La mudez impera. Y la ausencia de ademanes y movimientos bruscos. Todos permanecen en pie, situados en semicírculo, a cierta distancia, sobre el frontal del paso del Señor. Como una platea sin silletas para presenciar el rito de lo secreto. La oscuridad posee momentos de arrobo e instantes de percepción visual. Advertimos a medias los rostros de cofrades clásicos de este San Miguel que hoy nos preselecciona para el calambre emocional de lo no vivido: la subida del Santo Crucifijo a su paso de salida. Reconocemos a un cofrade ejemplarizante, entregado de por vida a la causa de esta vocación sin pretextos: Ángel Jorge Osorio -otrora teniente hermano mayor de una cofradía que, andando el tiempo, elegiría a su propio hijo Rafael como hermano mayor para así regir los designios de estos nazarenos de negro que cada Madrugada Santa revalidan el sempiterno llanto de la doble campanada-.
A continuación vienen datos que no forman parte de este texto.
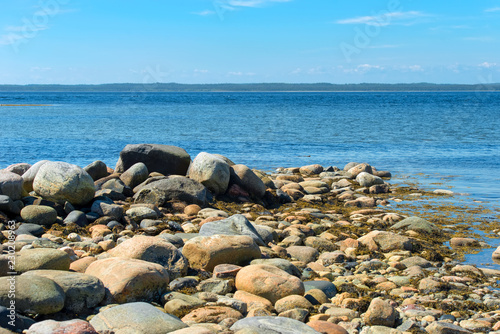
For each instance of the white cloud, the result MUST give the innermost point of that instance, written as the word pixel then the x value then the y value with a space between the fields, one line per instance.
pixel 494 9
pixel 383 19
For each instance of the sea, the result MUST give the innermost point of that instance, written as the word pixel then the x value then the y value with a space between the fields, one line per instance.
pixel 433 136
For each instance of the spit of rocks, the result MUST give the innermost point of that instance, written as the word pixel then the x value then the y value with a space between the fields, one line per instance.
pixel 166 244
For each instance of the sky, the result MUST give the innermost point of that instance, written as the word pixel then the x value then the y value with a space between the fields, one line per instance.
pixel 249 41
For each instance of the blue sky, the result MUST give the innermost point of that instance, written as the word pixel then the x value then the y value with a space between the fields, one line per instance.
pixel 216 41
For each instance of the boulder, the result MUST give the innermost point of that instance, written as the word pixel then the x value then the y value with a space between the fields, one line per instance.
pixel 268 282
pixel 61 182
pixel 11 184
pixel 211 171
pixel 234 225
pixel 130 280
pixel 39 214
pixel 41 258
pixel 153 249
pixel 34 294
pixel 245 177
pixel 207 252
pixel 173 188
pixel 82 292
pixel 30 174
pixel 164 159
pixel 97 170
pixel 272 325
pixel 135 175
pixel 137 318
pixel 75 326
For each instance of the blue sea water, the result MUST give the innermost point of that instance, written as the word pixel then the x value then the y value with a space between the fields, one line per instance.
pixel 435 133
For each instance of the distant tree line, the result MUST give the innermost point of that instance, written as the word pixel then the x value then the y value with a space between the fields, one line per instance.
pixel 253 87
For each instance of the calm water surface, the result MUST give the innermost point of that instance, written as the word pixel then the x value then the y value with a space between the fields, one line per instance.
pixel 437 134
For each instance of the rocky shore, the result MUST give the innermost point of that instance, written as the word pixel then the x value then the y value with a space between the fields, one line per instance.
pixel 164 243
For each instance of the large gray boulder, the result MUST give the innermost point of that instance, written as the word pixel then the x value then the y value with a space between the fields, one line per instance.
pixel 211 171
pixel 11 184
pixel 138 318
pixel 272 325
pixel 234 225
pixel 61 182
pixel 163 159
pixel 173 188
pixel 82 291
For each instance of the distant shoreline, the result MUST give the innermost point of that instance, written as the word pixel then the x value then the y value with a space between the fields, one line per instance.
pixel 251 88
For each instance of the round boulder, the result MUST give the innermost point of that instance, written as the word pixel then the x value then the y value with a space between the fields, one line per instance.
pixel 61 182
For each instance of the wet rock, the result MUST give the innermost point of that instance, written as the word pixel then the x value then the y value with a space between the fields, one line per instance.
pixel 207 252
pixel 11 184
pixel 245 177
pixel 75 326
pixel 61 182
pixel 39 214
pixel 211 171
pixel 271 325
pixel 82 292
pixel 269 282
pixel 36 295
pixel 234 225
pixel 137 318
pixel 164 159
pixel 130 280
pixel 175 188
pixel 97 170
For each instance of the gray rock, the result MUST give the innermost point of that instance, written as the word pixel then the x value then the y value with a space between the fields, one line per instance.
pixel 41 258
pixel 39 214
pixel 97 170
pixel 272 325
pixel 30 174
pixel 135 175
pixel 416 224
pixel 137 318
pixel 234 225
pixel 211 171
pixel 82 292
pixel 245 177
pixel 11 184
pixel 367 180
pixel 163 159
pixel 61 182
pixel 76 217
pixel 174 188
pixel 37 295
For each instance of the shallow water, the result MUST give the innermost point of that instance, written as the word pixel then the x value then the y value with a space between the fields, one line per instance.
pixel 437 134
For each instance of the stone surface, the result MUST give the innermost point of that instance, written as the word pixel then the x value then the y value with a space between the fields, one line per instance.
pixel 130 280
pixel 207 252
pixel 135 175
pixel 137 318
pixel 41 258
pixel 11 184
pixel 39 214
pixel 82 292
pixel 75 326
pixel 61 182
pixel 234 225
pixel 269 282
pixel 153 249
pixel 34 294
pixel 245 177
pixel 163 159
pixel 211 171
pixel 174 188
pixel 272 325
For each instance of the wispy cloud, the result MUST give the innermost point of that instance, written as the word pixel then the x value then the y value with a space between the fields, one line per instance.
pixel 494 9
pixel 384 19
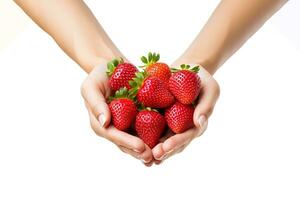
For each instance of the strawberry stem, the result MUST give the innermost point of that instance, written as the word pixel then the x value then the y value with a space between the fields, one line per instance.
pixel 111 66
pixel 121 93
pixel 150 59
pixel 194 69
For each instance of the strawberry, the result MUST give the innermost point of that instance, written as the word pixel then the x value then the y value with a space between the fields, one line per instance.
pixel 155 68
pixel 123 109
pixel 149 125
pixel 151 91
pixel 179 117
pixel 185 84
pixel 120 73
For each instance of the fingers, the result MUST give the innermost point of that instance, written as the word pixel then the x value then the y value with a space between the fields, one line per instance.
pixel 116 136
pixel 145 157
pixel 208 97
pixel 172 144
pixel 93 93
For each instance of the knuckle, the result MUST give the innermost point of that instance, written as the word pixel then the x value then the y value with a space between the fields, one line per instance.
pixel 138 145
pixel 217 88
pixel 85 84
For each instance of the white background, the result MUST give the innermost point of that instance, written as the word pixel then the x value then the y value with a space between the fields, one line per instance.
pixel 250 150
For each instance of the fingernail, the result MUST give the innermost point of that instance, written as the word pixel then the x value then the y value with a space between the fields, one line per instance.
pixel 170 151
pixel 101 119
pixel 202 120
pixel 163 156
pixel 137 151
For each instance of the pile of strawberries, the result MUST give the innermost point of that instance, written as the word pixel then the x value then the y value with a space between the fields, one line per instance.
pixel 149 100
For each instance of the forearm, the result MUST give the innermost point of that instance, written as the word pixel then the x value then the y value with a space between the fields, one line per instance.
pixel 74 28
pixel 231 24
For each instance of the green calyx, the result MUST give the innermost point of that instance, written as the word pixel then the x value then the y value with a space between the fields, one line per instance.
pixel 136 83
pixel 141 107
pixel 151 59
pixel 111 66
pixel 121 93
pixel 194 69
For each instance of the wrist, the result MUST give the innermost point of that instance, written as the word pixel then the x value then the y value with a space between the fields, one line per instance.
pixel 208 63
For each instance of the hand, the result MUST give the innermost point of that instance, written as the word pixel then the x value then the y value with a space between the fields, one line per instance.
pixel 95 91
pixel 175 143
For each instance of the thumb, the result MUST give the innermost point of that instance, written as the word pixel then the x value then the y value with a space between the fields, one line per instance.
pixel 96 102
pixel 208 97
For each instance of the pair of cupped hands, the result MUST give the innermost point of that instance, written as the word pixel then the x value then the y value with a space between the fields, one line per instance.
pixel 95 91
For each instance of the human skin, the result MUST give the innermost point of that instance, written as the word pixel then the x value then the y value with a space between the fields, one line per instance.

En las páginas -que son pulpas de caligrafía de mano seca- de su obra ‘El discurso de la mentira’, Joaquín Romero Murube escribió que “la ciudad está en todas partes y los matices íntimos, los recónditos, se nos ofrecen en los lugares menos esperados”. Así es en efecto: ahora toda trascendencia de Jerez se espejea en el mármol de este suelo que es reflejo de doseletes y ecos de gubia de Juan Martínez Montañés.
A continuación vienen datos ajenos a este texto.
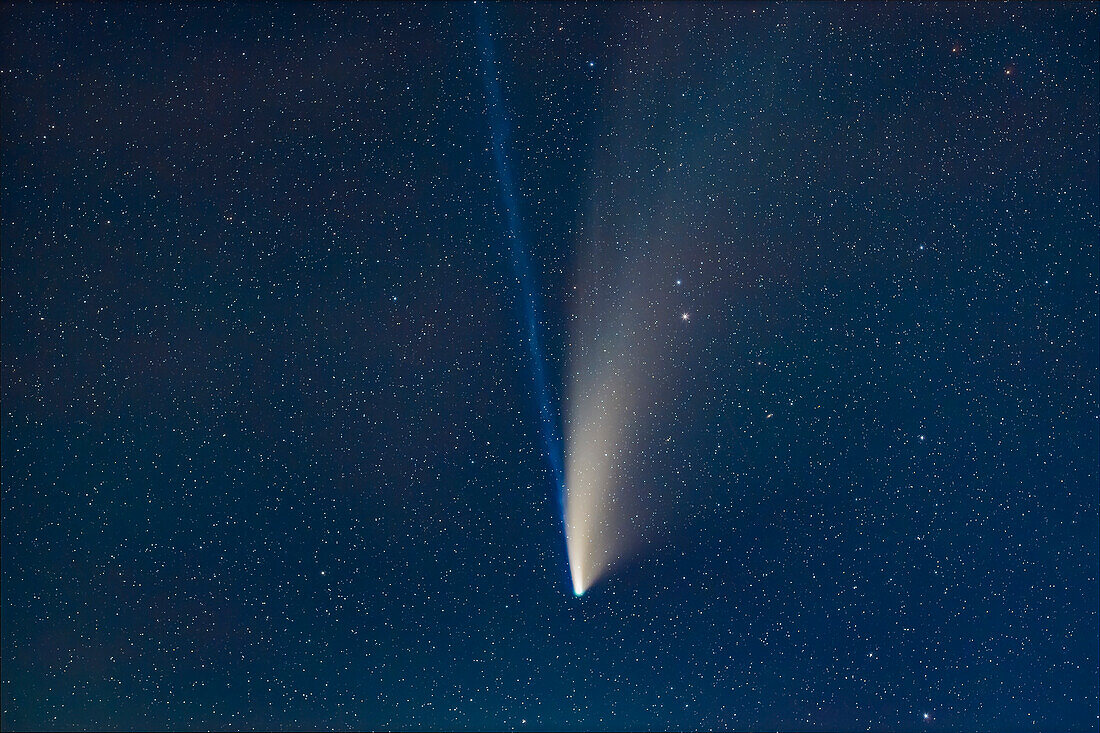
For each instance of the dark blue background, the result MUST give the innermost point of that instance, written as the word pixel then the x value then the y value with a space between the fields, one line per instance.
pixel 270 452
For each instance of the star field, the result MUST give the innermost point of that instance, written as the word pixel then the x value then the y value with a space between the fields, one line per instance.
pixel 271 446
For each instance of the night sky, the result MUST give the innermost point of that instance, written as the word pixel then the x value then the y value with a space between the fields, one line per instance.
pixel 274 440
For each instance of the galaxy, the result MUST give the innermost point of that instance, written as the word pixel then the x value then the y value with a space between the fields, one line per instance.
pixel 550 365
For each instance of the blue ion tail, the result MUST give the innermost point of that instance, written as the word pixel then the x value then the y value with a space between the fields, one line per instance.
pixel 499 127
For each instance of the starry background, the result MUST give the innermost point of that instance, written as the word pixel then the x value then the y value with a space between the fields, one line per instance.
pixel 270 449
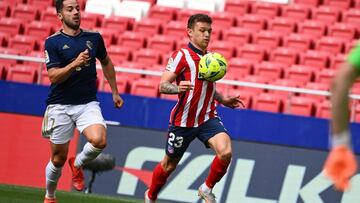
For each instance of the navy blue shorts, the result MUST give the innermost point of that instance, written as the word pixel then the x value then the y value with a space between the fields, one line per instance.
pixel 179 138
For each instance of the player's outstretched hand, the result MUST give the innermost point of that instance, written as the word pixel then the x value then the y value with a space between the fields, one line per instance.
pixel 233 102
pixel 185 86
pixel 340 166
pixel 118 101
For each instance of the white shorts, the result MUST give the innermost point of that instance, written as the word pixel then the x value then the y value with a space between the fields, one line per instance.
pixel 60 120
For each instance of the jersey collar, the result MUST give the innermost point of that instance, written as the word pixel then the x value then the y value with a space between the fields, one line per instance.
pixel 196 50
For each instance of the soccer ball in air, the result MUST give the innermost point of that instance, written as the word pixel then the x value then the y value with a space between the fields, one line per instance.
pixel 212 67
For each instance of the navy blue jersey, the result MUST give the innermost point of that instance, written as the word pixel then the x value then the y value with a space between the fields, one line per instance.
pixel 60 50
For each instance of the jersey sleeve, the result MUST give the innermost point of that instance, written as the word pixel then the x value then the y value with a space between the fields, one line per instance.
pixel 354 57
pixel 176 63
pixel 101 52
pixel 52 58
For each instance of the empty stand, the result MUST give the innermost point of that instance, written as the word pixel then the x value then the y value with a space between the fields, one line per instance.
pixel 351 16
pixel 284 55
pixel 147 56
pixel 298 42
pixel 269 10
pixel 162 43
pixel 312 28
pixel 21 74
pixel 333 45
pixel 342 30
pixel 132 40
pixel 239 7
pixel 162 13
pixel 237 35
pixel 326 14
pixel 267 38
pixel 282 25
pixel 252 21
pixel 315 58
pixel 297 12
pixel 148 26
pixel 145 87
pixel 120 24
pixel 267 102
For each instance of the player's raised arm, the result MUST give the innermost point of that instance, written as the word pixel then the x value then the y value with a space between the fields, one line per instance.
pixel 167 87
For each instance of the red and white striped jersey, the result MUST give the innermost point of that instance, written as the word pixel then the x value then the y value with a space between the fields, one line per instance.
pixel 195 106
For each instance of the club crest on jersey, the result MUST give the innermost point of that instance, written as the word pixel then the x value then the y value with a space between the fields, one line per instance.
pixel 47 59
pixel 89 44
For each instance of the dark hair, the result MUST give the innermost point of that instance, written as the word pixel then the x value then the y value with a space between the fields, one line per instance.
pixel 59 5
pixel 198 18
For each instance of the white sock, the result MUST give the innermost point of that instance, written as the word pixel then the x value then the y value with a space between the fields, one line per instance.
pixel 205 188
pixel 88 153
pixel 52 176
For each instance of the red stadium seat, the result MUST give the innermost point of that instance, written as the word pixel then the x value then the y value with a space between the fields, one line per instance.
pixel 162 43
pixel 339 4
pixel 315 58
pixel 240 67
pixel 162 13
pixel 269 10
pixel 326 14
pixel 351 16
pixel 282 25
pixel 299 73
pixel 342 30
pixel 145 87
pixel 267 102
pixel 119 54
pixel 21 74
pixel 118 23
pixel 303 106
pixel 176 29
pixel 308 2
pixel 24 42
pixel 312 28
pixel 91 20
pixel 132 40
pixel 49 15
pixel 284 55
pixel 148 56
pixel 11 26
pixel 298 42
pixel 4 9
pixel 26 12
pixel 184 14
pixel 226 48
pixel 223 20
pixel 237 35
pixel 239 7
pixel 333 45
pixel 38 29
pixel 297 12
pixel 272 70
pixel 267 38
pixel 252 21
pixel 148 26
pixel 323 109
pixel 325 76
pixel 252 52
pixel 337 61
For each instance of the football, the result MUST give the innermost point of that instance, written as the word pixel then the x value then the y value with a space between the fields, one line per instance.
pixel 212 67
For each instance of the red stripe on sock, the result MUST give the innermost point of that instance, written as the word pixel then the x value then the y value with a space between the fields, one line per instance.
pixel 218 169
pixel 158 181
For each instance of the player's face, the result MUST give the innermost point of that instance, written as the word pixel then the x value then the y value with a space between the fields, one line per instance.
pixel 200 34
pixel 70 14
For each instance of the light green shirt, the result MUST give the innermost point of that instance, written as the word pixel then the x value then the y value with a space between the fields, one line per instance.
pixel 354 57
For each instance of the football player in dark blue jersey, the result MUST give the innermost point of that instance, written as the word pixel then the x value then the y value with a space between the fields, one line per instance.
pixel 70 56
Ya van alzando al Rey de Reyes los priostes de la cofradía. A Luis Cruz de Sola se le abrillanta la retina. A su derecha un señor de pelo cano, bigote recortado, mediana estatura, corbata negra y postura hierática, comanda toda la escena sin apenas inmutar el gesto: se trata de Rafael Cruz Molins, el hermano mayor paradigmático. Dios ya arriba… Y, en grado de fusión inmediata, subyace como la prenatal cristalización de una dulzura cristífera.
En un repente, como brotado de ninguna parte, pero con un determinismo de omnímoda libertad, un niño sale corriendo -un niño de apenas tres o cuatro añitos que nadie antes había advertido en rincón alguno- y, acelerado por la prisa de la atracción connatural a su ser, se dirige sin mirar atrás, como si no amaneciese un mañana, hacia los faldones del paso de Currito el dorador.
Levanta la mirada… Como un imán de carne de la carne del Redentor. Su padre se apresura a retirarlo de tan privilegio lugar. Pero, con una voz rotunda en exhalación, Rafael Cruz exhorta: “¡Déjelo, déjelo: he ahí a un cofrade precoz!”. Un cofrade precoz. Y el niño… ni pronunció palabra, ni provocó el más mínimo ruido. Permaneciendo a las plantas de su Cristo, embobado, mas siempre en silencio. En ese silencio evangélico de una cofradía señera que agavilla caracolas de oraciones en las sienes del tiempo detenido de la vida.